Dezenformasyonla Mücadele Merkezi'nden açıklama

Dezenformasyonla Mücadele Merkezi, Şardan'ın tutuklanmasıyla ilgili açıklama yaptı. Merkez'den  Şardan'ın tutuklama kararından 10 dakika sonra yapılan açıklama şu şekilde: 

"Tolga Şardan'ın, 'MİT’in Cumhurbaşkanlığı’na sunduğu ‘yargı raporu’nda neler var?' başlıklı 31 Ekim tarihli yazısı dezenformasyon içermektedir. Milli İstihbarat Teşkilatı'nın (MİT) iddia edildiği gibi bir raporu söz konusu değildir."

Kılıçdaroğlu'ndan tepki

CHP Genel Başkanı Kemal Kılıçdaroğlu sosyal medya hesabından, Şardan'ın gözaltına alınmasına ilişkin olarak, "Yargıyı arka bahçesi haline getiren, onuruyla mesleğini yapan hakim-savcıları kızağa çeken Saray, gazetecilerin peşine düşmüş. MİT raporunun gereğini yapacağına, çürümüşlüğü gözler önüne seren Gazeteci Tolga Şardan gözaltına alınıyor. Bu karardan derhal dönülmelidir." ifadelerini kullandı.

ÇGD'den açıklama: Sansür yasası yine devrede: Gazeteci Şardan’ı serbest bırakın!

Şardan'ın gözaltına alınmasına ilişkin Çağdaş Gazeteciler Derneği şu açıklamayı yaptı: 

"İktidarın keyfi susturma uygulamalarının yasal dayanağı olarak geçtiğimiz yıl yürürlüğe giren sansür yasası, görevini yerine getiren gazeteciler üzerinde bir cezalandırma aracı olarak uygulanmaya devam ediyor. Kamuoyuna “demokratikleştirici” bir yasa olarak sunulmaya çalışan bu yasanın hükümleri ilk günden bu yana kamuoyunun habere ulaşmasının önündeki en büyük engellerden biri haline gelmiştir. Sansür yasası yürürlüğe girdiği ilk günden bugüne, gazeteciler üzerinde keyfi baskı araçlarının kurumsallaşmasından, iktidar tarafından istenmeyen her sesin “kısılması”ndan başka bir işleve sahip olmamıştır.

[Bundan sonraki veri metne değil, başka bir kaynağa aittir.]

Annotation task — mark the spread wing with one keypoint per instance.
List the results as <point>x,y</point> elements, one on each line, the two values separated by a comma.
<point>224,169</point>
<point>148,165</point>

Bugün, kendisine yasal dayanak bulunan bu hukuksuzluğa bir yenisi daha eklendi. Üyemiz, gazeteci Tolga Şardan, "MİT'in Cumhurbaşkanlığı'na sunduğu 'yargı raporu'nda neler var?" başlıklı yazısı gerekçe gösterilerek gözaltına alındı. Gazetecinin en temel amacı, haber ve yorum yoluyla halkı ve kamuoyunu bilgilendirmektir. Meslektaşımızın, son dönemde tartışılan bir konuda kamuoyunu aydınlatmak adına kaleme aldığı yazının ardından gerçekleşen bu gözaltı, görevini yapan gazeteciye “görevini yapma” demekten başka bir şey değildir. 

Bugün meslektaşımız Şardan’a yönelik gözaltı işlemine hangi yasal kılıf uydurulursa uydurulsun, gazetecileri susturmaya yönelik faaliyetlerin toplum nezdinde hiçbir meşruluğu yoktur. Halkı bilgilendirmeyi temel amaç edinmiş her gazeteci, haber ve yorum üretmekten, yazmaktan asla vazgeçmeyecek. Gazetecilikten vazgeçmeyen her meslektaşımızın yanında olduğumuzu bildiririz. 
Gazeteci Tolga Şardan’ı derhal serbest bırakın!"

Tolga Şardan kimdir?

Tolga Şardan, 1988'de yerel yayımlanan Ankara Ulus gazetesinde mesleğe başladı. 1989'dan 2018'e kadar Milliyet gazetesinde polis muhabirliği, Ankara Temsilci Yardımcılığı ve köşe yazarlığı yaptı. 

Haber ve yazılarıyla, 1992'den itibaren Çetin Emeç, Muammer Yaşar Bostancı, Abdi İpekçi'nin adını taşıyan gazetecilik ödüllerini aldı. Yanı sıra, haberleri Çağdaş Gazeteciler Derneği ve Türkiye Spor Yazarları Derneği'nce ödüle layık bulundu. 

Ayrıca, Türkiye Gazeteciler Cemiyeti'nce verilen 2021 Yılı Basın Özgürlüğü Ödülü'nün sahibi oldu. 

Şardan, 2019'da Doğan Kitap'tan yayımlanan "Komonist Masası'nda Nazım Hikmet" adlı araştırma dalındaki kitabını kaleme aldı. 

2019'dan bu yana T24'te çoğunlukla güvenlik konularını ele aldığı Büyüteç adlı köşeyi yazıyor.